La parole au Geicet

Dans un contexte où on peut percevoir une segmentation de nos forces avec l’apparition de nouvelles associations, il m’est apparu indispensable de donner la parole au GEICET, organisation représentative de nombreuses sociétés de notre profession, pour comprendre les raisons de leur choix de créer une nouvelle entité.

Le GEICET (www.geicet.com) est un groupement professionnel regroupant les principales entreprises d’Ingénierie et Conseil en Technologies (ICT) françaises. Il représente près de 5 Milliards d’euros de CA pour 60 000 salariés, soit environ 30% des effectifs du secteur de l’ICT.

La nécessité de la création de ce groupement a été provoquée par le constat fait par ces entreprises qu’aucune autre structure ne portait vraiment les enjeux qui les préoccupaient.

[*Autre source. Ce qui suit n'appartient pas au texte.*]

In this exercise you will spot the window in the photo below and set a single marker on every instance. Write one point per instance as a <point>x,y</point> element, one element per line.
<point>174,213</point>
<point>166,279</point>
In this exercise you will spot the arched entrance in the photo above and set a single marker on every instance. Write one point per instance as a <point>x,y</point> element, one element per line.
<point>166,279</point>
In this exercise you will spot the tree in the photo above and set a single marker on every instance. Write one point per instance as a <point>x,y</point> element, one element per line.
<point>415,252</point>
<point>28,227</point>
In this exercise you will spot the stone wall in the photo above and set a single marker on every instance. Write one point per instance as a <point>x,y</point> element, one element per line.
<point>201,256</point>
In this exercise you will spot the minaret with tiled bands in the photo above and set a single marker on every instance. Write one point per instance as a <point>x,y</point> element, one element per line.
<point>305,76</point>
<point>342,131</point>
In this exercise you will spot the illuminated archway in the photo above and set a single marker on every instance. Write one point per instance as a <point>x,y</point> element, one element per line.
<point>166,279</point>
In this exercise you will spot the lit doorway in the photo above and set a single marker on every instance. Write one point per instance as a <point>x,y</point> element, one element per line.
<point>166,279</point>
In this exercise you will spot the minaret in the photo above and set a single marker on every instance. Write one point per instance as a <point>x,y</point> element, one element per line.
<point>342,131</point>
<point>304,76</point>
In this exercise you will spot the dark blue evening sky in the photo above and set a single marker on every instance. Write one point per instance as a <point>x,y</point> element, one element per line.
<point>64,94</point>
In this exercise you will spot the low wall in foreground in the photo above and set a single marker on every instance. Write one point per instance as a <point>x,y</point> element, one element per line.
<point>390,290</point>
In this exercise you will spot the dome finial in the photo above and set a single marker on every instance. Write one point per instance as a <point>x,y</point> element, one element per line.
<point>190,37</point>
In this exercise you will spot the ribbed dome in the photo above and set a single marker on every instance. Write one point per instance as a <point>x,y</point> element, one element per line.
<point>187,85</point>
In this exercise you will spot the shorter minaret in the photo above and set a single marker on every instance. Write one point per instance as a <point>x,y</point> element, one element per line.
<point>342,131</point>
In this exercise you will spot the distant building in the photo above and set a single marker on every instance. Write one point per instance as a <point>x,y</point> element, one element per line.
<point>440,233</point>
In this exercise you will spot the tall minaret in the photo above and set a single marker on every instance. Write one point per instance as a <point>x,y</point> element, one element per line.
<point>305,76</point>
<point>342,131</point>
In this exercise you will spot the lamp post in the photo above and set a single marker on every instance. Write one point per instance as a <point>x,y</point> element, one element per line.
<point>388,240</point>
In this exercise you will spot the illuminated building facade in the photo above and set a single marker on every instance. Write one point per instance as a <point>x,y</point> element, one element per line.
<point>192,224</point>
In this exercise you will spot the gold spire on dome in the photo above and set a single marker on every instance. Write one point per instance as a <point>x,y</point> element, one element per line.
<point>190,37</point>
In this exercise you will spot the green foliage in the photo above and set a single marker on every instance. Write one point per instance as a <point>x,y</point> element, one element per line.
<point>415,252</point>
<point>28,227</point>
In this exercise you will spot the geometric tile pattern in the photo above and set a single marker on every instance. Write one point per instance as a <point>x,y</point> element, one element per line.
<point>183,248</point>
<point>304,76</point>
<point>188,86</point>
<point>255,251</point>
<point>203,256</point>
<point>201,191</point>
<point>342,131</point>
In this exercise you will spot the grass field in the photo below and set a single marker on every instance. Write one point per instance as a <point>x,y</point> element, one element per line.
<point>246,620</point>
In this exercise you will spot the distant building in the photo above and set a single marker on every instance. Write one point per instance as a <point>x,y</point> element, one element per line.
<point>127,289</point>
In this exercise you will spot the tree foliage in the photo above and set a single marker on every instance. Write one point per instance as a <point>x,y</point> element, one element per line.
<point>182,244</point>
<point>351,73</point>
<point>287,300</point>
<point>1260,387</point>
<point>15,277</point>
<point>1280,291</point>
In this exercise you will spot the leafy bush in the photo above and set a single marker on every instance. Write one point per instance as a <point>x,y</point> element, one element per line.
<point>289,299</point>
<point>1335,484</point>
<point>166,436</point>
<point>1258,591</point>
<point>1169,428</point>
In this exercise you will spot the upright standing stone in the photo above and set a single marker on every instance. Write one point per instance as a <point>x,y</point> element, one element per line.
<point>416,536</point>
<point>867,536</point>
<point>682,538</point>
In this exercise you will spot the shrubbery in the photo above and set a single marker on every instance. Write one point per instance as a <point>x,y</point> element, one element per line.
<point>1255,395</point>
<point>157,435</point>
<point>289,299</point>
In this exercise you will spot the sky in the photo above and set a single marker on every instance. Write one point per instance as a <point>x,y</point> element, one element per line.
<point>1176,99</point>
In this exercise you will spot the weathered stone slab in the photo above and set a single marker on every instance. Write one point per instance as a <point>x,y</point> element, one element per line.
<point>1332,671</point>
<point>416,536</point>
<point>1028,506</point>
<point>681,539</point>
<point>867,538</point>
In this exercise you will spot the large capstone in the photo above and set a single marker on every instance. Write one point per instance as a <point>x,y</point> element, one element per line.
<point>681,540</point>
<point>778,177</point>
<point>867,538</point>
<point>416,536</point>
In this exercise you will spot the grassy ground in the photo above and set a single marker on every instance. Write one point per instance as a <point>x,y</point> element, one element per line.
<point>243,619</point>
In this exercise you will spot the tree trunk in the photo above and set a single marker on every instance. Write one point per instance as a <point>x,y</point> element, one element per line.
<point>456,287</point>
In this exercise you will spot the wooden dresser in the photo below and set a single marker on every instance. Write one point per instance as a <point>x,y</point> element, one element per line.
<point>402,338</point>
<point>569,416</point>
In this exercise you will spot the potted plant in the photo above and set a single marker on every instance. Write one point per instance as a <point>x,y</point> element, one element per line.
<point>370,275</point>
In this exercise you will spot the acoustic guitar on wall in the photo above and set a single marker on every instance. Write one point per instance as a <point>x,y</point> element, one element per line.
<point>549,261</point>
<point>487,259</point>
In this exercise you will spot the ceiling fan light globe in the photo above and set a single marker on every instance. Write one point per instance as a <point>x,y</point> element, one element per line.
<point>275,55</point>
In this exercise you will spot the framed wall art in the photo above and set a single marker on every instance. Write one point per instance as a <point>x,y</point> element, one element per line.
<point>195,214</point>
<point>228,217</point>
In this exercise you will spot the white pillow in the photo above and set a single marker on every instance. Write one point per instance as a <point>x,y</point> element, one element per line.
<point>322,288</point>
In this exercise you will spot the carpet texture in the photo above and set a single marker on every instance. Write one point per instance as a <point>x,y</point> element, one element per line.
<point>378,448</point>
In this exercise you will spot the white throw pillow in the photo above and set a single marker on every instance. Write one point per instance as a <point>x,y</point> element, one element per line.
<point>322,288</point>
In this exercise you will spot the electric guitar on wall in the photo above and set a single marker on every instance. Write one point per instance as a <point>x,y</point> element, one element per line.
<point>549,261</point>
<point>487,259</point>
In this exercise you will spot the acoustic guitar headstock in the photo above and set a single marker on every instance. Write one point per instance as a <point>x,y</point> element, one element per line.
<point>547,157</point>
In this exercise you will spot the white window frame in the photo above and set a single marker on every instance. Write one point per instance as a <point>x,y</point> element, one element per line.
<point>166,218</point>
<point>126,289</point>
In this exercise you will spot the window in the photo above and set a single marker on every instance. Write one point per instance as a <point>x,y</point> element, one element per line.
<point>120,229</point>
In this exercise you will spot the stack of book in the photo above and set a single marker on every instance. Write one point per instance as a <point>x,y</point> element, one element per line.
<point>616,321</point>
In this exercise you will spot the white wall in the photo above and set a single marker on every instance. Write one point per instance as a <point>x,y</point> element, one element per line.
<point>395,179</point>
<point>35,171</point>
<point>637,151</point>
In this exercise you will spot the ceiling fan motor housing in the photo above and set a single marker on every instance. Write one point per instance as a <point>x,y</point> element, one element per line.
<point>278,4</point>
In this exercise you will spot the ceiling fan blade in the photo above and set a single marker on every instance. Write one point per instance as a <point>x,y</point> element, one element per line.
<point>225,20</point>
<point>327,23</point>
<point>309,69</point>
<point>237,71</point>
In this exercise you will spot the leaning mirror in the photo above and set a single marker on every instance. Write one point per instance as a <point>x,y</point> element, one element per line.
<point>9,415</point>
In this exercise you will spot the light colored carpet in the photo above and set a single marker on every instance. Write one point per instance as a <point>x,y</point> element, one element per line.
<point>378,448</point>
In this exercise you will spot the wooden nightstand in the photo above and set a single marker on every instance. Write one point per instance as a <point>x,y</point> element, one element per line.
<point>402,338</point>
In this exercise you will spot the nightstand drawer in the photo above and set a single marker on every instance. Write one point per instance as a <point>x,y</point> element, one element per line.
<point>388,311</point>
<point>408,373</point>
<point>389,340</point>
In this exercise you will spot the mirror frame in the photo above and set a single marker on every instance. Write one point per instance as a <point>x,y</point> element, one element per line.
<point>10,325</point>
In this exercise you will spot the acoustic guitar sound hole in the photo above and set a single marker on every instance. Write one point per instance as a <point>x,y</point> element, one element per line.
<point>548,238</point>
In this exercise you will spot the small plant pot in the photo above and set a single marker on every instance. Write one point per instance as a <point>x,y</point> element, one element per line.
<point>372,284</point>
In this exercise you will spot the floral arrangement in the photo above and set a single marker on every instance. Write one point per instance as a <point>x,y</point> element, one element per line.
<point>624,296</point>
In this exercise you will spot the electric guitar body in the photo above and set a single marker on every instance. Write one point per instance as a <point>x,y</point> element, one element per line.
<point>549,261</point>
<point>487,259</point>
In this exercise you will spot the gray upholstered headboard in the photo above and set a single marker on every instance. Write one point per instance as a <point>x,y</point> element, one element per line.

Emmanuel ARNOULD président du GEICET : « Nous nous manifestons auprès des pouvoirs publics afin de valoriser notre métier qui représente 30% de la R&D industrielle réalisée en France ( Altran, Alten, Assystem, Akka,,… ). Nous souhaitons qu’ils prennent en compte notre profession afin d’alléger les contraintes et les coûts salariaux qui pénalisent dramatiquement nos entreprises. De plus, les entreprises du secteur subissent une pression sur les prix disproportionnée, alliée à des clauses contractuelles de plus en plus inacceptables.

A ce titre, le programme présenté par Guy Mamou-Mani est une véritable prise de conscience par le Syntec des enjeux auxquels sont confrontés l’ensemble de la profession, SSII et SICT : Réactualisation de la convention collective, Rééquilibrage des rapports fournisseurs clients, Application de l’indice Syntec…. et nous nous en félicitons. Notre pays, nos pouvoirs publics et notre syndicat professionnel doivent réagir dès à présent à la paupérisation grandissante de l’ingénierie française».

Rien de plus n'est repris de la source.